Monroe stared at the closed door for a long moment, his face twisting slightly in confusion. So strange. He wondered whether “newbie vampire greeter” was Lloyd’s official role in this odd cadre of youthful-looking vamps. Apparently so, but the far more puzzling question was why the vamp-in-chief upstairs maintained this subterranean residence for vamps of presumably lesser stature at all. He couldn’t think of any way it made any sense.
He shook his head.
Just stop thinking about it. It’ll be easier that way.
And so that’s what he endeavored to do, at least for the time being.
He found a fresh change of clothes and left the room in search of the shower stalls.
Chapter Nineteen
The Glock went boom one more time. There was a spray of blood and bone fragments out the back of a head and another zombie toppled over in the middle of the street. Brix shifted aim as she kept running and fired again. Another rotting animated corpse hit the asphalt.
Ja
son was in front of her, firing wildly with the gun Nikki had used to kill Trevor. One round from the revolver took a zombie in the shoulder and spun it around, putting the thing temporarily out of commission but failing to kill it. Every other shot Jason squeezed off went well wide of its target. Brix heard his roar of frustration as the weapon soon clicked empty.
Jason shifted his grip from the handle to the barrel and whipped it across the face of the next zombie that came within range.
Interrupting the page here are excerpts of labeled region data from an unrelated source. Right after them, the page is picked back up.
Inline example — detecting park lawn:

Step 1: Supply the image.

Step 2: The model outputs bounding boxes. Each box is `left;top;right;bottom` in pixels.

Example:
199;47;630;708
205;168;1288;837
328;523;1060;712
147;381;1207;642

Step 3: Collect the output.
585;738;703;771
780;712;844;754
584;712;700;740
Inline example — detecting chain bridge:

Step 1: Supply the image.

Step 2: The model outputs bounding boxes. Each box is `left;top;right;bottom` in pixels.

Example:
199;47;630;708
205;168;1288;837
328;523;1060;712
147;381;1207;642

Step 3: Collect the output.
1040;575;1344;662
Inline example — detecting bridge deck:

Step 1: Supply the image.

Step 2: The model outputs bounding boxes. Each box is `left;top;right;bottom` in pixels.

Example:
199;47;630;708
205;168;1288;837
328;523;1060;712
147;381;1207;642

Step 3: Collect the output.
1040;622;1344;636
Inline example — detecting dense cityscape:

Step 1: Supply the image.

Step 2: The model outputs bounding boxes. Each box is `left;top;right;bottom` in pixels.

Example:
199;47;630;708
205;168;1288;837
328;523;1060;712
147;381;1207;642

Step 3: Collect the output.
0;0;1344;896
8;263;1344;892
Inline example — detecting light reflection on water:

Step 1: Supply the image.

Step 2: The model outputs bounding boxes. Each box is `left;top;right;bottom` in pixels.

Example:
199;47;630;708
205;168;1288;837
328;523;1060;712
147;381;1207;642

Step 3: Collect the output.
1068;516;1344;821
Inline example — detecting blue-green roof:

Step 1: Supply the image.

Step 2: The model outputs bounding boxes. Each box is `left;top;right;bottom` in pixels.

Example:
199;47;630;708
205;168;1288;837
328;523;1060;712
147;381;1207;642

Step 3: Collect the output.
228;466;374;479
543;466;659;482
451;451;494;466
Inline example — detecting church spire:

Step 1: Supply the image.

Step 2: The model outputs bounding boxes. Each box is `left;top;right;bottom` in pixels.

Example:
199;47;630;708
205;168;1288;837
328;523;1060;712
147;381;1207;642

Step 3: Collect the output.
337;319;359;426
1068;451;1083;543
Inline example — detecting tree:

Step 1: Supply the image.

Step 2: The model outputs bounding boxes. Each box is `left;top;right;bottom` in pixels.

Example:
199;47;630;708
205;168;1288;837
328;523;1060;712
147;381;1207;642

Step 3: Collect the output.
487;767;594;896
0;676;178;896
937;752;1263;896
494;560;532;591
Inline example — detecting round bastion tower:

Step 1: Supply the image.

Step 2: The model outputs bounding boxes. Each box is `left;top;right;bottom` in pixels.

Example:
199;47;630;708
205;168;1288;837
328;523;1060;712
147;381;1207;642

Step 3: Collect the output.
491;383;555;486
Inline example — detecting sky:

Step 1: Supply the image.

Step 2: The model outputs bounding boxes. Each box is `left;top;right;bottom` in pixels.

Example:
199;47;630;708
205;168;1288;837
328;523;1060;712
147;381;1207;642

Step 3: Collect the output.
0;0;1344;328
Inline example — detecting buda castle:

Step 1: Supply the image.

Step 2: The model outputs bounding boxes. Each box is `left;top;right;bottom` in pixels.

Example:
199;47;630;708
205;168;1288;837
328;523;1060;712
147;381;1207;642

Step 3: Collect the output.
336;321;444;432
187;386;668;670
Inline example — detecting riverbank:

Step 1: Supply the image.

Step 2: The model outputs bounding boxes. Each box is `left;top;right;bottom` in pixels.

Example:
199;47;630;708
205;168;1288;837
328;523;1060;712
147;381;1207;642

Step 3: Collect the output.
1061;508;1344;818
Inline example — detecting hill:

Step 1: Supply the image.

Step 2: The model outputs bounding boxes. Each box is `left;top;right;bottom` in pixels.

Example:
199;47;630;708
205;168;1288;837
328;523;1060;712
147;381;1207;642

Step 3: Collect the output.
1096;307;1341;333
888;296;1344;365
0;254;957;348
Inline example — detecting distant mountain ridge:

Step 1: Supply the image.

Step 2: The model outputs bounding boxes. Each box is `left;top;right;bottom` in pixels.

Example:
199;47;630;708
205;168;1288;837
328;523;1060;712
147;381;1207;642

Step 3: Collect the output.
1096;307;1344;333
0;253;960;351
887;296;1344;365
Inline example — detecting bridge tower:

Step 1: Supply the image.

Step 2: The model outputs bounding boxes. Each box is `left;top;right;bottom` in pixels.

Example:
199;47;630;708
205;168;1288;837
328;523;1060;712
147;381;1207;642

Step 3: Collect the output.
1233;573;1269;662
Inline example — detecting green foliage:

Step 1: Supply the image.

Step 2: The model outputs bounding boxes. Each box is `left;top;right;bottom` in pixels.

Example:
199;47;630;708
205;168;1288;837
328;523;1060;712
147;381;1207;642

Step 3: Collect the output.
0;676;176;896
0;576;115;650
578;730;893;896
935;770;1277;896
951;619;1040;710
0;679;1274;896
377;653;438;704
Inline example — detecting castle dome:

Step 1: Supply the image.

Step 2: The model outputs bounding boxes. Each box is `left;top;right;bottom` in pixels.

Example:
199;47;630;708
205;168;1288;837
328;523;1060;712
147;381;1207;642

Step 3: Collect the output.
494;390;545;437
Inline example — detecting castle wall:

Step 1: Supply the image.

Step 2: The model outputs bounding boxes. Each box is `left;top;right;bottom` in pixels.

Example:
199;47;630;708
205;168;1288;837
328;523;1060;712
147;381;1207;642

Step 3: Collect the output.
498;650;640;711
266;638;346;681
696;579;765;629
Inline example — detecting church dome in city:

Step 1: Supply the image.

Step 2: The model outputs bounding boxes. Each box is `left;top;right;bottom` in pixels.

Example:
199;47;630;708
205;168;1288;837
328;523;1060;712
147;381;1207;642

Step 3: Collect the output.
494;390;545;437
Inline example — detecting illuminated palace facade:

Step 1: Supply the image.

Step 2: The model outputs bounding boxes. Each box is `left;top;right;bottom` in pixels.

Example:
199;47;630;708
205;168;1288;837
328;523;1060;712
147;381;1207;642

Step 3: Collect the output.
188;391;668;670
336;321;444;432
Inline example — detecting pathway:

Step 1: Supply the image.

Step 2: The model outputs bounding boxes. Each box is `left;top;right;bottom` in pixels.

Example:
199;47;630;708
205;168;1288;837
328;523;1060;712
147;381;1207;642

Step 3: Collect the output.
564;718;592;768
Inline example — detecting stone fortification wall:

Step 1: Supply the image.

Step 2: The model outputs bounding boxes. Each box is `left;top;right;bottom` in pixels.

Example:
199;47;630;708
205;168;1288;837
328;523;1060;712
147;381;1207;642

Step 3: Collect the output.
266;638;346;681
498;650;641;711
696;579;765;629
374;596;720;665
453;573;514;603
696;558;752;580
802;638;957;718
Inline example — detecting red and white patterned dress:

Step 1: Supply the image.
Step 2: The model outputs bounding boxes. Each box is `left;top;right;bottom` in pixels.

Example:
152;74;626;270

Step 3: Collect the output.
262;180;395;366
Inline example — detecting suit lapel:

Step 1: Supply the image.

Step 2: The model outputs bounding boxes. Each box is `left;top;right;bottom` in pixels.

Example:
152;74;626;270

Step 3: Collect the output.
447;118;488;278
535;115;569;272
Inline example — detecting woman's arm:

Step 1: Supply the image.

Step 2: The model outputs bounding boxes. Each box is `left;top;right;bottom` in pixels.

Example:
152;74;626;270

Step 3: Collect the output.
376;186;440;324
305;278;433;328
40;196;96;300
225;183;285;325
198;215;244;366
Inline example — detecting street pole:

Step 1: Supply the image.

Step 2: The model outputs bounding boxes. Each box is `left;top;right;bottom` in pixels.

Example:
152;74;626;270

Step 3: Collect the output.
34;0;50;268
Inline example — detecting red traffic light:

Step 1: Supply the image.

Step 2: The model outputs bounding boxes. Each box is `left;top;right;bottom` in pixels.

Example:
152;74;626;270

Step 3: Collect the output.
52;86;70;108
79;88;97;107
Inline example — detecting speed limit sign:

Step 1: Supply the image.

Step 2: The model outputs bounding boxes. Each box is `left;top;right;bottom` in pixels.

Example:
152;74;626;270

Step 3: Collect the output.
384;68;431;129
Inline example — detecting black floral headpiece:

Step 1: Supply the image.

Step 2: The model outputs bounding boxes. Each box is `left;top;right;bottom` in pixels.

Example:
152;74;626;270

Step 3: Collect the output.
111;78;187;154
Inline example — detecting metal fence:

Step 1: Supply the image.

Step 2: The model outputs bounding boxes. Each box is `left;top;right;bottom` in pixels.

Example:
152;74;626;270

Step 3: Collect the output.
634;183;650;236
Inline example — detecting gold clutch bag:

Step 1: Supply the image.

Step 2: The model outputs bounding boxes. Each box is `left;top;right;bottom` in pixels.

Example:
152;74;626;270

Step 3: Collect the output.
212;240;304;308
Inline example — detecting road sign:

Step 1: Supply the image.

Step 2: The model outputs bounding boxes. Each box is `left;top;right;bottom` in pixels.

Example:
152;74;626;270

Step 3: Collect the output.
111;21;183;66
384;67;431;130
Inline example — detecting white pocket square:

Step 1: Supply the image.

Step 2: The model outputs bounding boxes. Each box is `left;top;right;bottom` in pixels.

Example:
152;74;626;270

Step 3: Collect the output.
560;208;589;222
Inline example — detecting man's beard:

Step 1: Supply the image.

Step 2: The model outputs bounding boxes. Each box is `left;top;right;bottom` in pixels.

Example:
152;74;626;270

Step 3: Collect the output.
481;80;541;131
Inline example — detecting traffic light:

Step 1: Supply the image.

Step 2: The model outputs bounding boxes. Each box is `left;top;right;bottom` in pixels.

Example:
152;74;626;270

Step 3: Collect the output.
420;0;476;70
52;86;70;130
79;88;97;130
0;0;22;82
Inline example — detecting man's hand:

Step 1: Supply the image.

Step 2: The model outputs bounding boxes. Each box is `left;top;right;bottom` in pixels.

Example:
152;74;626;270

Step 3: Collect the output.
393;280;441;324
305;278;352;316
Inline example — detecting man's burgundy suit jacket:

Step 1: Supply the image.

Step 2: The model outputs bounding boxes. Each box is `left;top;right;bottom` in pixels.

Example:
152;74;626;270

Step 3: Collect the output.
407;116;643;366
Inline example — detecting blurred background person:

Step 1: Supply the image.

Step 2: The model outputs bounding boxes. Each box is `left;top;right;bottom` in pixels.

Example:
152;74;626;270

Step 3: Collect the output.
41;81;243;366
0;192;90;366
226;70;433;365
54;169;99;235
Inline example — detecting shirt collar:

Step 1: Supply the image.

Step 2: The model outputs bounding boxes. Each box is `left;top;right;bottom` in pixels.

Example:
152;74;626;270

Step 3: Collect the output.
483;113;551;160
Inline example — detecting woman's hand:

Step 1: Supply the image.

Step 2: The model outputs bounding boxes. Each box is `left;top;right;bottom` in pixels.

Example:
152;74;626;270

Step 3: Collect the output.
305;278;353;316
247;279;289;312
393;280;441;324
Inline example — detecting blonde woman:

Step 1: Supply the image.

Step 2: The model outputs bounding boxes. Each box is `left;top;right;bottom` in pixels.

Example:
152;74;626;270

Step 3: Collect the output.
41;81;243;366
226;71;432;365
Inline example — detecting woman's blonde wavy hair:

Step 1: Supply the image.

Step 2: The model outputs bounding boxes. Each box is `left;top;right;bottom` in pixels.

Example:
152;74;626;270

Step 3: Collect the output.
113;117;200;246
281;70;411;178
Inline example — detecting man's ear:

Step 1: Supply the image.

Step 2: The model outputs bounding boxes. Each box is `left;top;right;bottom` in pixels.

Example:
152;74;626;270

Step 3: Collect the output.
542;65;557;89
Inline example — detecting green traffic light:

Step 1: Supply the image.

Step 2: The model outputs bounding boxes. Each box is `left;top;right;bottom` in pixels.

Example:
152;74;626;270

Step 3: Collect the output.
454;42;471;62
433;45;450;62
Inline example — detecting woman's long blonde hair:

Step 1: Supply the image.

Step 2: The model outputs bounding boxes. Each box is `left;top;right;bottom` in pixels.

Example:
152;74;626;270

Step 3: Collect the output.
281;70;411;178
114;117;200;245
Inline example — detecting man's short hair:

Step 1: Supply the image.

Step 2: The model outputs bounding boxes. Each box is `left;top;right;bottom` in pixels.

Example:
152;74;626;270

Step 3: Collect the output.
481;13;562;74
That knocked the thing over but its flailing earned him a jagged scratch down the underside of his arm.
Brix wanted to scream at him. He was being stupid and careless, so much the opposite of how he had behaved at the outset of this madness. And now that it was just the two of them, she needed him more than ever to keep his head in the game. As she watched in helpless anger and frustration, he took another swipe at the next zombie in his path with the butt of the gun’s handle rather than veering around it. This time the gun bounced off the top of the thing’s skull and went flying out of Jason’s hand. He earned more scratches for his trouble, this time three livid red marks across a cheek.
Shit.
Fucking idiot.
She saw that he had something jammed into a back pocket. It was hard to tell on the run like this, but it sort of looked like a screwdriver. He’d have better luck using that thing as a weapon than the empty revolver. A quick jab to the temple with the screwdriver and it’d be lights out for any of these living dead motherfuckers. But the jackass had clearly stopped thinking straight the instant they’d come flying out of the house.
The zombie he’d wounded with one of his last bullets was struggling to its feet again. Brix would take care of it with a calmly placed round to the center of the forehead. She stayed on the move as she aimed and fired. Anything else would mean death. There were just too many of the things around now. They’d had time to amass in numbers while Brix and Jason had been holed up in that fucking death trap of a house. And now, spilling out of the spaces between the houses to her right, was a great shambling horde of rotting, upright corpses.